By Shayna Lewis • April 18, 2012•Writers in Residence
The other day I was in a job interview (fingers crossed for me!) and as I was explaining why I wanted this not-specifically legal job, I once again had to connect and analogize my legal background to the position’s duties and responsibilities. This hasn’t always been an easy task. I went to law school in Washington, DC, where lawyers are a dime a dozen and there are few questions asked when a law school graduate turns businessperson, policy wonk, chef, teacher, you name it. Naively, I assumed that other communities would be similar and that a JD would thus be an asset no matter where I lived.
While I wasn’t wrong, per se, it certainly wasn’t as easy a jump as I had thought. My time in DC was spent working at non-profits and in government offices on policy—I assumed those experiences, coupled with my endless charm and willingness to do pretty much anything legal (as in not criminal, rather than law-related) which would also pay my rent, would speak for themselves and get me hired. However, those two letters after my name, coupled with an extremely competitive and horrible job market, brought more questions than answers. For a while I even debated leaving my degree off my resume as time and time again I was told that I was overqualified and would be bored by the work. The idea of someone trained in the law not wanting to do legal work was confusing to HR managers, mentors, even to my friends and family, who (naturally!) assumed I’d be using my JD in a more traditional way. In fact to this day (literally, yesterday at coffee with a colleague), I have to re-explain how I prefer policy over litigation, and see myself being involved in the research and grassroots outreach that accompanies groundbreaking social justice case law.
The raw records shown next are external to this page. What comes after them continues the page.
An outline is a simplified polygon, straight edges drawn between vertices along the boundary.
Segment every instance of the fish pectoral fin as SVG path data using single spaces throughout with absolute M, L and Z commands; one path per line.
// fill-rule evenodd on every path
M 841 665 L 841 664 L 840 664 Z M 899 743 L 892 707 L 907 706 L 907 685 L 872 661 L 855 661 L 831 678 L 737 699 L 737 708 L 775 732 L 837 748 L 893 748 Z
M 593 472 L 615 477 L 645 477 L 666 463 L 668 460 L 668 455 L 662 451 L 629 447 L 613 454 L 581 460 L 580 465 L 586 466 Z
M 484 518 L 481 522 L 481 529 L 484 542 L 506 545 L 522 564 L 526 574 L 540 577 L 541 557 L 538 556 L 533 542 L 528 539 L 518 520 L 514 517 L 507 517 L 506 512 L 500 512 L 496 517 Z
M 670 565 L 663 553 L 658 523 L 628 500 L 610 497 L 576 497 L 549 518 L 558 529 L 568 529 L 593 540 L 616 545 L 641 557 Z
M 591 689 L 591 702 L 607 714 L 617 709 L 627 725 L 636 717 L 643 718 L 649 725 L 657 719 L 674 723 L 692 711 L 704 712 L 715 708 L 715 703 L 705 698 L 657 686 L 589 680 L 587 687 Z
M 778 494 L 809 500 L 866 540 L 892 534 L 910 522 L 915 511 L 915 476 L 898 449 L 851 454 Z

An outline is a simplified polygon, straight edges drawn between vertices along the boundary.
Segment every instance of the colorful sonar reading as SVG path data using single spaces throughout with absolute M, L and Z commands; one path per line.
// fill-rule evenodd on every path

I’m sure a lot of you do as well.
So, as I sat there, explaining yet again, how my degree and skill set would be an asset to this organization in this specific position, it somehow started to click a little bit better than it did before. (Or maybe after saying it hundreds of times I’m just starting to believe it myself!) Basically, law school forces every project management skill you’ve ever needed to know down your throat and into your mind. Now, this isn’t to say that you can still do basic math, or that you have any idea at all how to manage up or manage down (more on that in a future post), but, you, having matriculated in or graduated from a law school program, know damn well how to balance competing priorities (i.e., life and work or life and school) and, moreover, can see the general overarching themes (rules) of various problems (issues) that will help you solve problems (Paula Plaintiff’s claims, Defendant Danny’s defenses, and the likely outcomes of each) over and over again, back and forth, upside down and under.
While not always immediately analogous to other careers, I guarantee you that finding these connections will be easier to us because we know that Agency is Contracts is Remedies is Torts is not any sort of sugary dessert. We know how one accident or misstep can change someone’s life and upon hearing the facts are likely already brainstorming which screwdrivers and color of duct tape in our toolbox will best help. Specifically, we can create solutions, drawing from a multifaceted perspective that allows us to connect disciplines, themes, people and projects in a way that looks beyond any one immediate situation.
I’d hire someone who can do that. Wouldn’t you?